As expected, the model culled out the City data as being less relevant to the model.

In [215]:
importances = model4.feature_importances_
indices = np.argsort(importances)
In [216]:
plt.figure(figsize=(12, 12))
plt.title("Feature Importances")
plt.barh(range(len(indices)), importances[indices], color="violet", align="center")
plt.yticks(range(len(indices)), [feature_names[i] for i in indices])
plt.xlabel("Relative Importance")
plt.show()
No description has been provided for this image

Let's examine just the top ten featues.

In [218]:
importances = model4.feature_importances_
indices = np.argsort(importances)
selected_indices = indices[-10:]

plt.figure(figsize=(12, 12))
plt.title("Feature Importances")
plt.barh(range(len(selected_indices)), importances[selected_indices], color="violet", align="center")
plt.yticks(range(len(selected_indices)), [feature_names[i] for i in selected_indices])
plt.xlabel("Relative Importance")
plt.show()
No description has been provided for this image

Model Comparison and Final Model Selection¶

In [220]:
# training performance comparison

models_train_comp_df = pd.concat(
    [
        decision_tree_default_perf_train.T,
        decision_tree_perf_train.T,
        decision_tree_tune_perf_train.T,
        decision_tree_post_perf_train.T,
    ],
    axis=1,
)
models_train_comp_df.columns = [
    "Decision Tree (sklearn default)",
    "Decision Tree with class_weight",
    "Decision Tree (Pre-Pruning)",
    "Decision Tree (Post-Pruning)",
]
print("Training performance comparison:")
models_train_comp_df
Training performance comparison:
Out[220]:
Decision Tree (sklearn default) Decision Tree with class_weight Decision Tree (Pre-Pruning) Decision Tree (Post-Pruning)
Accuracy 1.0 1.0 0.998857 0.926286
Recall 1.0 1.0 0.991477 1.000000
Precision 1.0 1.0 0.997143 0.577049
F1 1.0 1.0 0.994302 0.731809
In [221]:
# testing performance comparison

models_test_comp_df = pd.concat(
    [
        decision_tree_default_perf_test.T,
        decision_tree_perf_test.T,
        decision_tree_tune_perf_test.T,
        decision_tree_post_test.T,
    ],
    axis=1,
)
models_test_comp_df.columns = [
    "Decision Tree (sklearn default)",
    "Decision Tree with class_weight",
    "Decision Tree (Pre-Pruning)",
    "Decision Tree (Post-Pruning)",
]
print("Test set performance comparison:")
models_test_comp_df
Test set performance comparison:
Out[221]:
Decision Tree (sklearn default) Decision Tree with class_weight Decision Tree (Pre-Pruning) Decision Tree (Post-Pruning)
Accuracy 0.984000 0.982000 0.987333 0.928000
Recall 0.882812 0.898438 0.906250 1.000000
Precision 0.926230 0.891473 0.943089 0.542373
F1 0.904000 0.894942 0.924303 0.703297
  • Test data and training data provided similar results.
  • Decision tree models with pre-pruning is giving high recall and precision scores on both training and test sets.
  • High recall and precision scores are the most desirable feature of the model pruning
  • Post-pruning has a significant drop in precision
  • Therefore, we are choosing the pre-pruned tree as our best model.

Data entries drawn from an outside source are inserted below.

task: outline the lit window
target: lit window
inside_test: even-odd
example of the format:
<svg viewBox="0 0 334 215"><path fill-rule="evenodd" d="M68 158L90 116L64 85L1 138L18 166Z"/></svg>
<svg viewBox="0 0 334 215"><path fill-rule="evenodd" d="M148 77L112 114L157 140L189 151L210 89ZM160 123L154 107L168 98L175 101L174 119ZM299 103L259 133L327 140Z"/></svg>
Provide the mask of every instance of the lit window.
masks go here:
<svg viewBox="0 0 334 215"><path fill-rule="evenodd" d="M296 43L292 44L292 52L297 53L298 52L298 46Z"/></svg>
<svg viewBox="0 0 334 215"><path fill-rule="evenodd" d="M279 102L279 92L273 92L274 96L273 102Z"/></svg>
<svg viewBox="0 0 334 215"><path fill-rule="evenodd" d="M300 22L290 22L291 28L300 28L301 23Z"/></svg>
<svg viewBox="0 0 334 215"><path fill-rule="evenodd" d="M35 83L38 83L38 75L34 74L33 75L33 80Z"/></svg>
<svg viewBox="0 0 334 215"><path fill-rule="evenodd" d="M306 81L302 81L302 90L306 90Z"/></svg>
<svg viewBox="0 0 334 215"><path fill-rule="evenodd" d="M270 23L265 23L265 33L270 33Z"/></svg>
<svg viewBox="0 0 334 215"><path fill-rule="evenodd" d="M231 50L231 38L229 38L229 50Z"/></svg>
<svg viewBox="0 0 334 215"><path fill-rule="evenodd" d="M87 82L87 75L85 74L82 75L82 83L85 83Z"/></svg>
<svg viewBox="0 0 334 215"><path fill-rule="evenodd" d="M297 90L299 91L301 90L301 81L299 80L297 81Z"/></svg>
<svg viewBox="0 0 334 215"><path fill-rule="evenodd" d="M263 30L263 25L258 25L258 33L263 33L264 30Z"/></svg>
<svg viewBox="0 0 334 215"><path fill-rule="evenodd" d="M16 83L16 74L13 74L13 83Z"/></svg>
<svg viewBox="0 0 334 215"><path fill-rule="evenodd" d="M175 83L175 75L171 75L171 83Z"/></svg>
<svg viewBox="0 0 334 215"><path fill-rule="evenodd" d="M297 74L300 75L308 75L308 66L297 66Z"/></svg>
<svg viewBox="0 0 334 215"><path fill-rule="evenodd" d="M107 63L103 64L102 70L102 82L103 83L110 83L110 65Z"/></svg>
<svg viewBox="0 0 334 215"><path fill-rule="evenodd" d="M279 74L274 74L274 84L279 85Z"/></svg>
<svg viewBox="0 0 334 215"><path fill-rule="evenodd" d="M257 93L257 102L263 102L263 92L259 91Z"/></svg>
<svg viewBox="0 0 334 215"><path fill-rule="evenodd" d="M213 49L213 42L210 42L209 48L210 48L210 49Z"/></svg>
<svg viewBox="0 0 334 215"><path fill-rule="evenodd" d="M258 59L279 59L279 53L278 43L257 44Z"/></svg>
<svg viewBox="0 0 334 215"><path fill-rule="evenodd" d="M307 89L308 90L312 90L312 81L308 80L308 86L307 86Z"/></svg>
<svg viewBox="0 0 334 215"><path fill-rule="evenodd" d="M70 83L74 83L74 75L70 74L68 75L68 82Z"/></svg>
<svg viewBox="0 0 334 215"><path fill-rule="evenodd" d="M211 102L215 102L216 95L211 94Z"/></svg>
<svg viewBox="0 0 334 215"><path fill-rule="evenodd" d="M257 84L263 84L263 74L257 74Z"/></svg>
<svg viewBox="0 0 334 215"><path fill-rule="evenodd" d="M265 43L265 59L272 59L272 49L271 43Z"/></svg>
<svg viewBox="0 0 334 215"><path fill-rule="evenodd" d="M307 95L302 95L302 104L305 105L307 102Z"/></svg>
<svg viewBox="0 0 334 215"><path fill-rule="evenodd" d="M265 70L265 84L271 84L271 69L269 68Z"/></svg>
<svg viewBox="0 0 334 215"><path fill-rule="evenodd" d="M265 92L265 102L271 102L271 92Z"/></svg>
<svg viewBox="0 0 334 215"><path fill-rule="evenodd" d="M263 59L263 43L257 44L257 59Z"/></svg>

Actionable Insights and Business Recommendations¶

Insights

  • The model built can be used to predict whether a person will purchase a personal loan and can correctly identify 98% of those purchases.
  • The model can also identify the purchase with very few false positives or false negatives.
  • Although key features, such as income, credit card average, and education, play key roles, they are not completely reliable. Only considering these features leads to false negatives, leaving many customers who without the personal loan.

What recommedations would you suggest to the bank?¶

Business recommendations

  • Use the pre-pruning model to identify customers for personal loan offers.
  • Creative offers could be made online or in branch offices or other marketing.
  • Additional research on whether to use online marketing, mention the availability, or offer incentives would be more effective.
  • Data should be kept on which marketing program was the one leading to the personal loan.